Entering an ASC is nothing like entering most hospitals. The parking is easy, the reception area cheerful with modern lighting, a built-in television and a friendly receptionist. There is very little waiting around in half-open gowns. If you're scheduled for 11, you generally get started at 11.
Your surgeon will tell you that the typical ASC is also more doctor-friendly, too. "The type of things that go on in a hospital," said Philip Schoenfeld, the facial reconstruction surgeon to whom Shapiro was referred, make it "so difficult sometimes. . . . The level of administration it takes to get a patient from Point A to Point B. I can do double the cases in half the time in an outpatient center."
Jeffrey Doty, chairman of the Governor's Committee on Surgical Practice in Hospitals and Ambulatory Settings at the American College of Surgeons, and a general surgeon in San Jose, Calif., echoes this. At ASCs, he said, "the schedule tends to run a little more on time, patients don't get bumped by emergencies, the surgical suite turnover (cleaning and preparation for next surgery) tends to be quicker."

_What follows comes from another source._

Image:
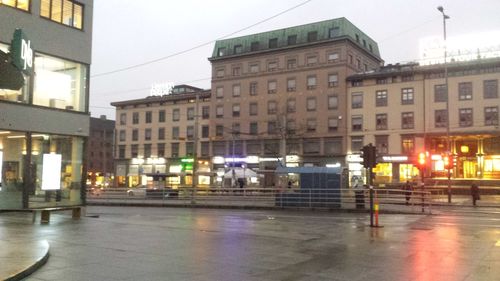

The one major health care player that's not pleased is your community hospital. Ellen Pryga, policy director of the American Hospital Association, said ASCs tend to draw away just the kinds of patients that financially pressed hospitals need to stay in business: people with relatively simple medical problems and the ability to pay. "If the community looked to you to be the provider for all the safety net services," she asked, "and your ability to generate the revenues to support these services was disappearing left and right, wouldn't you be nervous?"
But Is It Safe?
For Betsy Shapiro, all these issues were eclipsed by a bigger one: Is it safe?
Seeking reassurance, Shapiro phoned a surgeon at a hospital in the District who was recommended by a friend. "He wasn't the least bit concerned that I would get worse care in a surgery center than at a hospital," Shapiro said.
Several studies support the surgeon's confidence. One, published this year by Fleisher in the journal Archives of Surgery, compared patient outcomes at surgery centers with those at hospitals and doctors' offices. The study concluded that ASCs appeared to be the safest of all options. "Our data suggests that ASCs have among the lowest adverse outcome rates of the three sites of care, even after controlling for factors associated with patients with higher risk," wrote Fleisher.